Esperanças para 2021?

Uma análise da situação americana após o ano da pandemia e da rebelião.

 

Mike Davis

Alguém escreveu para me perguntar “quais eram as minhas esperanças para 2021”. Respondi que, antes de falar de esperanças e oportunidades, precisamos primeiro reconhecer nossa vergonha coletiva no fracasso do ano passado em construir um movimento de protesto nacional eficaz contra as medidas políticas que levaram à morte evitável de centenas de milhares de pessoas comuns e à ruína econômica de outras dezenas de milhões. As repercussões têm sido grotescamente amplificadas em comunidades negras e entre a força de trabalho de baixa renda (aqui na Califórnia, dois terços dos mortos têm sobrenomes espanhóis). Estima-se que a maioria dos 110.000 mortos descritos ontem pelo New York Times são idosos destas comunidades: um massacre igual em número a uma estimativa comum dos mortos pela bomba atômica de Hiroshima.

A partir do final de março em diante, o movimento foi impulsionado graças a centenas de protestos populares e a greves der trabalhadores do setor de saúde, alimentos e serviços, com Nurses United [Enfermeiras Unidas] como a voz nacional. Em algumas zonas, seções do DSA [Democratic Socialists of America] e os grupos BLM [Black Lives Matter] organizaram atividades de apoio, enquanto os ativistas dos direitos dos imigrantes e prisioneiros tentaram chamar a atenção para a explosão da pandemia dentro das prisões, instalações prisionais e centros de detenção. Mas não houve nenhuma tentativa real de coordenação nacional, ou de criar uma coalizão inclusiva de emergência. Tampouco posso me lembrar de uma única publicação progressiva editada em favor de protestos nacionais e da construção do movimentos.

Poder-se-ia esperar que a liderança viesse de Sanders e Our Revolucion, mas enquanto Bernie aplaudia os trabalhadores e oferecia propostas alternativas de ação no Congresso, seu campo foi quase totalmente absorvido na tarefa de sair a votar em novembro.
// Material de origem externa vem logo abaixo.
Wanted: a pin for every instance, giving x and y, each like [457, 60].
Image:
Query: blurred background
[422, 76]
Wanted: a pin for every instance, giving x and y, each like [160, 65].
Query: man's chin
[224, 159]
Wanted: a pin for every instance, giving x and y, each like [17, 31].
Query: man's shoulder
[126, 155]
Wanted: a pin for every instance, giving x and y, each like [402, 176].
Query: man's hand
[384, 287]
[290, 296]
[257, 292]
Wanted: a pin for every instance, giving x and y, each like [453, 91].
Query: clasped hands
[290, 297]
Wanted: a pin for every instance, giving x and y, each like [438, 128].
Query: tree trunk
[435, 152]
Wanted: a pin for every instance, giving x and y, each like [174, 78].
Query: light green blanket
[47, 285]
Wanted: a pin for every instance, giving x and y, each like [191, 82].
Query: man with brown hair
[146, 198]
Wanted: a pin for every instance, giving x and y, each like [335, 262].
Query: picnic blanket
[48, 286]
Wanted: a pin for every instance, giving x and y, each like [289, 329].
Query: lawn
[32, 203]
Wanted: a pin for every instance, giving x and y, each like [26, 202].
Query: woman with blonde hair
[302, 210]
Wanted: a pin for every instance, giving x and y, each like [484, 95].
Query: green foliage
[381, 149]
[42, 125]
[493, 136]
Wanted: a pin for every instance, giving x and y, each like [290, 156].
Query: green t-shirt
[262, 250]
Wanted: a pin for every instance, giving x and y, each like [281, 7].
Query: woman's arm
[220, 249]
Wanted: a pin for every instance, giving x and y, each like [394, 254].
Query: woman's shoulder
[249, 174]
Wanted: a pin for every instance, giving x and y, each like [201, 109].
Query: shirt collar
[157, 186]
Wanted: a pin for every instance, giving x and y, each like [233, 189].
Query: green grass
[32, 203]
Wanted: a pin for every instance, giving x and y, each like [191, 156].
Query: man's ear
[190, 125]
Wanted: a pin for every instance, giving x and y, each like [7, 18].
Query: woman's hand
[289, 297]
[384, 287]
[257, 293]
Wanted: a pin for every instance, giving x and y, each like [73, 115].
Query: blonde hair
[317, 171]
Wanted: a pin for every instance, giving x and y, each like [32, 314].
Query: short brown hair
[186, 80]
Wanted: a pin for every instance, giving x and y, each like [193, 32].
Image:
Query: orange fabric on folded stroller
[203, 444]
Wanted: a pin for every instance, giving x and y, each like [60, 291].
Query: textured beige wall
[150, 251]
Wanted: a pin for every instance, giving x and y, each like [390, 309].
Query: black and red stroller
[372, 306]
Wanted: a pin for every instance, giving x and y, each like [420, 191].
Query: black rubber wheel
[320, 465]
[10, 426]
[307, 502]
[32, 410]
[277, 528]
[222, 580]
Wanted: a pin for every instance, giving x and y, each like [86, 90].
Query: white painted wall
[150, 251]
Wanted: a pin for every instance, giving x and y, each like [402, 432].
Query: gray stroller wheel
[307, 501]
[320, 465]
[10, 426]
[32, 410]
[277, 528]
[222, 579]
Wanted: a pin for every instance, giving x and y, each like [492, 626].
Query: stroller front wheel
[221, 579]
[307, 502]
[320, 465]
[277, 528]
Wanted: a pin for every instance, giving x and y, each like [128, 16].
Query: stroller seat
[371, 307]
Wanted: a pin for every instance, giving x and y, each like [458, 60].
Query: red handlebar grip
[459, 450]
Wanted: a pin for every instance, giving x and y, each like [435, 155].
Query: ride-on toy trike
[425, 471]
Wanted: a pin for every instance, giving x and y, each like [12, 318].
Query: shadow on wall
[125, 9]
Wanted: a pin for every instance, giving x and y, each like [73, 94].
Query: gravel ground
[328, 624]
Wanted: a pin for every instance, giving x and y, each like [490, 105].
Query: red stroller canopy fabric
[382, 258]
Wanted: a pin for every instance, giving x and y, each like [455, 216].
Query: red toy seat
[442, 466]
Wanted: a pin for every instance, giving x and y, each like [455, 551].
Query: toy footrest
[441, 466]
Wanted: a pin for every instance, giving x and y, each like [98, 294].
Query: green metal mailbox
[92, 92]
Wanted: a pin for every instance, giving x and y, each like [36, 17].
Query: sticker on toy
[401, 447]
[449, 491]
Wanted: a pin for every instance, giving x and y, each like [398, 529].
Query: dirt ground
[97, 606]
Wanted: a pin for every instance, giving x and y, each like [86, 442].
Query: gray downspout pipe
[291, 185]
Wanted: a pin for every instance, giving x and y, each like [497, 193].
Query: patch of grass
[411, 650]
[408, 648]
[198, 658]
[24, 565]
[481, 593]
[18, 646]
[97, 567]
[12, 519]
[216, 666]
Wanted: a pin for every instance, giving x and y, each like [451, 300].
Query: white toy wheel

Com efeito, ele abdicou do que teria sido uma premissa importante de sua campanha: o papel de aglutinador dos protestos na hora de galvanizar os eleitores. A resposta sindical nacional foi similarmente eleitoral e, por parte de muitos sindicatos, extremamente baixa. Enquanto BLM demonstrou repetidamente que protestos mascarados a uma distância poderiam retornar com segurança às ruas, os liberais e muitos progressistas permaneceram inofensivamente em seus abrigos. Consequentemente, as multidões neofascistas de Trump – vetores de contágio criminalmente ativos – acabaram sendo donas da pandemia ou, talvez mais precisamente, dos sacrifícios econômicos impostos pelas medidas políticas republicanas. Por sua vez, a campanha mentalmente lenta e mecânica de Biden permitiu que os cuidados com a saúde e os empregos fossem colocados uns contra os outros como prioridades, dando milhões de votos ao Trump. Os democratas também não pressionaram o botão populista mais óbvio disponível: a imensa transferência de riqueza para Bezos e para os bilionários.

Um movimento nacional de protesto teria aberto uma segunda frente para a BLM e mudado a dinâmica da eleição. Teria destacado as campanhas concretas de organização sindical e comunitária que deveriam ser prioridades a serem apoiadas em 2021. Ele teria mantido o Medicare for All no topo da agenda e impedido a atual marginalização das vozes progressistas na administração Biden.

A esquerda tem que enfrentar o fato de que, apesar da imensa popularidade de suas ideias e do exemplo dinâmico do BLM, permanecemos sem pistas e desorganizados como uma força nacional. Precisamos parar de olhar para o lado positivo das eleições e fazer mais para nos unirmos. Renovar nosso compromisso com a BLM e trabalhar como loucos para construir uma coalizão nacional sobre múltiplas causas para a vida e a justiça.